In the previous articles I discussed how to turn your document into data and why your first project should opt for commercial embedding and language models rather than self-hosting them. In this article, I want to start addressing some of the areas where you should be spending your time if you really want to get a better feeling for what the models do. We will start this adventure with Re-Ranking.
Re-Ranking is independent of most other steps in RAG. This makes it a good space to warm up before the main event.
RAG starts by embedding a user question and checking this vector against all the document’s embedding vectors which have been pre-calculated and saved. All the embeddings need to be checked so they can be ranked from closest to furthest. In the naive implementation of RAG, you would select the best 3 or 5 results from this search and use those to enhance the user prompt.
After implementing the basic approach and reviewing the results, you will find many examples where the chunk that contains the answer sits just outside of the top 3 or 5 results you selected. What can we do besides increase the number of chunks selected to 10? Well, when you do this and review the results, you find that including too many irrelevant chunks causes the model to insert misleading or irrelevant (but always well written) information in its response.
You need to keep the number of chunks down to a minimum but also ensure that this minimum does include the correct chunks.
Enter stage left - Re-Ranking.
The idea is to take the top, say 15, results from the vector comparison and re-rank them so that, post re-ranking, the new top 3 or 5 are more likely to contain the correct chunk, i.e. you have a step which looks at a short list of candidates and selects the most promising ones from those.
While the embedding step encodes each piece of text independently, Re-Ranking actively compares the question with a given piece of text. Good re-ranking models should produce better rank-orderings of chunks because they have more context than the embedding model had. The downside is that you need to run raw text through a neural network to get the new rank-order, and these neural networks can be slow, especially if you have to make many calls. Re-Ranking, therefore, requires a ‘small’ number of candidate chunks so it does not unnecessarily delay the system.
So how do you perform re-ranking? Well, it’s just another language model. You can get dedicated re-ranking models (Cohere has a good one you can use via API for free for testing) or you can use the LLM that you will use in the Question-Answering step with a bespoke prompt. I quite like reusing the Question-Answering LLM. You already have a model. If it is good (and remember, the commercial ones are good, that's why we use them), it seems reasonable to use it rather than introduce yet another model.
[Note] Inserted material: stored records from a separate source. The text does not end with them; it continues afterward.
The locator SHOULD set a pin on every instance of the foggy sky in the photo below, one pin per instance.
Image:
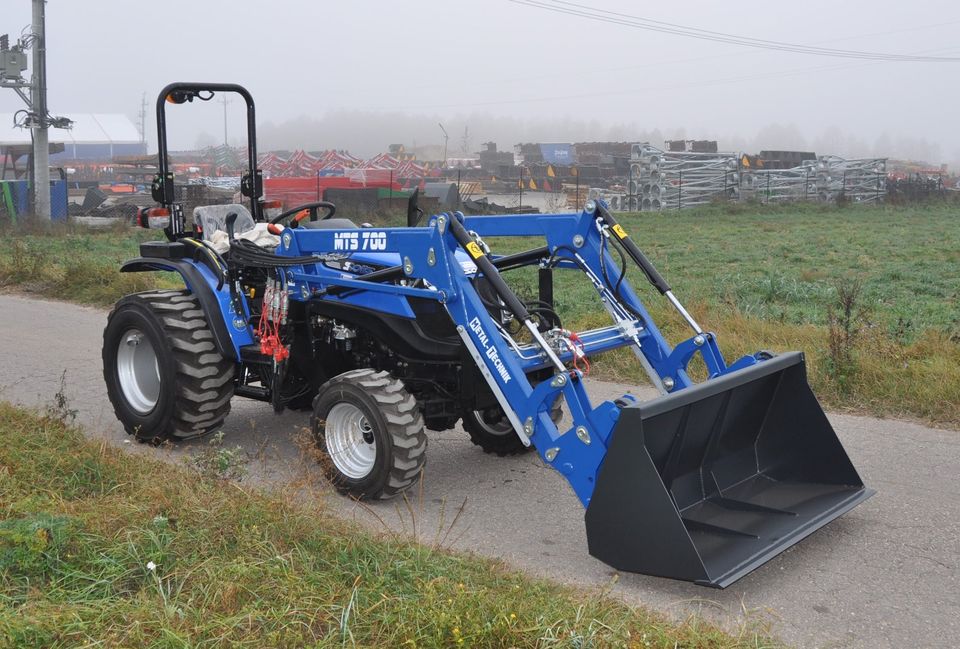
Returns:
(361, 75)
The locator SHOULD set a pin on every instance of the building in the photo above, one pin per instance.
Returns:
(94, 136)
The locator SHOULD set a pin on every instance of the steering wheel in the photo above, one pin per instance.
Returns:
(304, 211)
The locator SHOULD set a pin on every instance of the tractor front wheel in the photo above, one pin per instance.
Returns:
(164, 375)
(371, 434)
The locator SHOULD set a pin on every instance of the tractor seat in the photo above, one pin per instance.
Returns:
(329, 224)
(211, 218)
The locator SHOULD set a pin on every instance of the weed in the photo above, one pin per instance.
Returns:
(217, 462)
(59, 408)
(846, 319)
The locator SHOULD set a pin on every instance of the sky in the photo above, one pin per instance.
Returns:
(361, 75)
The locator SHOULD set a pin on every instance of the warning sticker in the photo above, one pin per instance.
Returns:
(474, 250)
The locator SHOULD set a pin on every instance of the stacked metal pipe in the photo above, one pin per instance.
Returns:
(861, 180)
(675, 180)
(780, 185)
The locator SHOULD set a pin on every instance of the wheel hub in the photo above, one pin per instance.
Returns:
(350, 441)
(138, 371)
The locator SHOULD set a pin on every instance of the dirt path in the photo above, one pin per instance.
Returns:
(885, 575)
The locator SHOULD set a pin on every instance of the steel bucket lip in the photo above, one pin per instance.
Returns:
(719, 384)
(736, 573)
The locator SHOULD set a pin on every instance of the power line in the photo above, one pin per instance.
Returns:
(637, 22)
(702, 83)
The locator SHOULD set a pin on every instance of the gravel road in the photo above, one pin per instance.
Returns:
(884, 575)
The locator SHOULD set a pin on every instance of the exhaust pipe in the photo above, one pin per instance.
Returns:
(709, 483)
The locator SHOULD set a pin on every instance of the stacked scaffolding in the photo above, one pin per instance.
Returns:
(675, 180)
(861, 181)
(662, 180)
(781, 185)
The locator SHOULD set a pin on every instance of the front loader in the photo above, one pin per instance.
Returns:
(384, 333)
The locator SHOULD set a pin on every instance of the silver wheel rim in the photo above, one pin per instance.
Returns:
(350, 441)
(138, 371)
(500, 428)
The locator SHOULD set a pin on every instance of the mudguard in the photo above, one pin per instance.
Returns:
(228, 337)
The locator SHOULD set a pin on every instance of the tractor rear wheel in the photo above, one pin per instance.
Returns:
(492, 431)
(164, 375)
(371, 434)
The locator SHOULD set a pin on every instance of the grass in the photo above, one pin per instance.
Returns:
(107, 549)
(762, 277)
(767, 277)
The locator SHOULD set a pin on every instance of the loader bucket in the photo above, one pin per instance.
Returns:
(711, 482)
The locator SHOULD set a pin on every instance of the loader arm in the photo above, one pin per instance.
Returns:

Introducing this re-ranking step generally improves your ability to get the correct chunk into the final prompt that is used for Question-Answering. It's not perfect. Sometimes it down-weights the correct chunk, but, on balance, it improves the Rank-Order of the retrieved chunks. Here, yet again, it's important to have some tests so you can benchmark the step and see if a dedicated re-ranking model outperforms a two-stage approach using your Question-Answering LLM.
In my experience, both approaches—either using a dedicated Re-Ranking model or multiple instances of the base LLM—improve the overall performance of a base RAG implementation. The improvement however is not monotonic - some things get worse. I have not found a good way to compare the two approaches with each other. What I have, however, found somewhat unsurprisingly given my consistent references to the fact, is that you can significantly outperform both by making sure that the data you embed are of high quality. What do I mean? Well spend time with your data. Write summaries using the language your user will use. Write questions the way a user will write questions. If you do this, your search results will be much better than using a “search and re-rank” process on original chunks from a document.
My final observation is that if you have done as I suggested in the second article and turned your document into data rather than just chunking it, then it is not clear that an additional Re-Ranking step actually makes things better. Here, Re-Ranking changes things. Sometimes for the better, sometimes for the worse. On balance it's difficult to conclude that it is a necessary step if you have good data to start with. I expect that there are cases where it will improve things, even if you have good data. Perhaps your use-case is the one that really does benefit from Re-Ranking. So, since you are not wasting time fiddling with self hosted models, spend some time evaluating Re-Ranking. The heart of the RAG problem is trying to ensure that you have the correct facts before you begin answering the user’s question. Don’t skip this step.